We see that permutated data sets (in hazed points) do overlap with the original rainfall sets (orange and green), suggesting there is not a significant difference. I conclude that the two rainfall groups are indeed the same and come with the same distributions, i.e. there is no difference in rainfalls (so my memory was in fact skewed).

Conclusion#

In this little project permutational testing was used to assess whether temperatures and rainfalls are changing locally because of the climate change. I came to the conclusion that temperatures are certainly rising, and rainfalls remain the same.

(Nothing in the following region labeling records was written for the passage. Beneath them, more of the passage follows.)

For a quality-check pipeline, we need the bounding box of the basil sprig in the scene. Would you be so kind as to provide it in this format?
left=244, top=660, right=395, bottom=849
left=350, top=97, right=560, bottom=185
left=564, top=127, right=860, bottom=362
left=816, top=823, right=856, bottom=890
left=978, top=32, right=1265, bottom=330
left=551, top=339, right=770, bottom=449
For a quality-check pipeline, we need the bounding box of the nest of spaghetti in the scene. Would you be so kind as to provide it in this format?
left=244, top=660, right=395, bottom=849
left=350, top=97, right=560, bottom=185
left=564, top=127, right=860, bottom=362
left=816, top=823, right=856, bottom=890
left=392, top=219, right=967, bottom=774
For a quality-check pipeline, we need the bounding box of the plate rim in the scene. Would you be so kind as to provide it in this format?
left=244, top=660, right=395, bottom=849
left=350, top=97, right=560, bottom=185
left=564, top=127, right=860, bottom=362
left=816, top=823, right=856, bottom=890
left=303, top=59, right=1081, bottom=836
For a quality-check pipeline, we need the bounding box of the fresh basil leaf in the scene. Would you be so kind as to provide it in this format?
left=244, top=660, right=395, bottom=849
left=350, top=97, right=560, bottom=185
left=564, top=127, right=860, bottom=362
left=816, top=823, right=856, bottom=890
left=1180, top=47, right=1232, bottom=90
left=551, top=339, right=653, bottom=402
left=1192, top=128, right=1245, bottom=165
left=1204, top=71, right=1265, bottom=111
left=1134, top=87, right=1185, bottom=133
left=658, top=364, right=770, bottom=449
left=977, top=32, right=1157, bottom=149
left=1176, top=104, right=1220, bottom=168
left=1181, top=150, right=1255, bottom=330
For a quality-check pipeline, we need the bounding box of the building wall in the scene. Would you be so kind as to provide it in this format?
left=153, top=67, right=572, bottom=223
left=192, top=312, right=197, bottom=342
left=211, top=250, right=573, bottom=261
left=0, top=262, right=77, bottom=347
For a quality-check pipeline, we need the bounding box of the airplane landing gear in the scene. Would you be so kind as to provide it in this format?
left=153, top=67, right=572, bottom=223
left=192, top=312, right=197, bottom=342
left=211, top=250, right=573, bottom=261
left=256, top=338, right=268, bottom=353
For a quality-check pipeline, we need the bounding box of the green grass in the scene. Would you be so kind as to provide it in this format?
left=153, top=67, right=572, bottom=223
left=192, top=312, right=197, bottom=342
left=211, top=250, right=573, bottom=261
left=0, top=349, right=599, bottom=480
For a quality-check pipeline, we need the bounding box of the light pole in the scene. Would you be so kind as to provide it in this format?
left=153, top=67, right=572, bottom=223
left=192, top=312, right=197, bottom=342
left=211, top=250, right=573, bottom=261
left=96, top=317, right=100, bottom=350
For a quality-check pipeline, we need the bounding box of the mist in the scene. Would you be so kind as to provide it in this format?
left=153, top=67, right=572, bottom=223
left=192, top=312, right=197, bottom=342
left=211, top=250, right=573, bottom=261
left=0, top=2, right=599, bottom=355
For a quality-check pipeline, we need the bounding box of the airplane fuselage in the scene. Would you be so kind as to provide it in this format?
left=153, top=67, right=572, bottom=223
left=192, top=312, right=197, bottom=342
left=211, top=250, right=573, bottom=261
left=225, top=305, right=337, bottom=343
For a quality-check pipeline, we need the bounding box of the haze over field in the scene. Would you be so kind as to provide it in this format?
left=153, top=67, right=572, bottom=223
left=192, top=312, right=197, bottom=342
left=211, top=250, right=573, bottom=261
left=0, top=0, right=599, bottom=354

One of the best things about doing Data Science is the thrill you get from collecting raw data and drawing your own conclusions. Even more if the subject is such an important and universal topic as Climate Change. You are doing Science, probably not high-level science, but science anyway!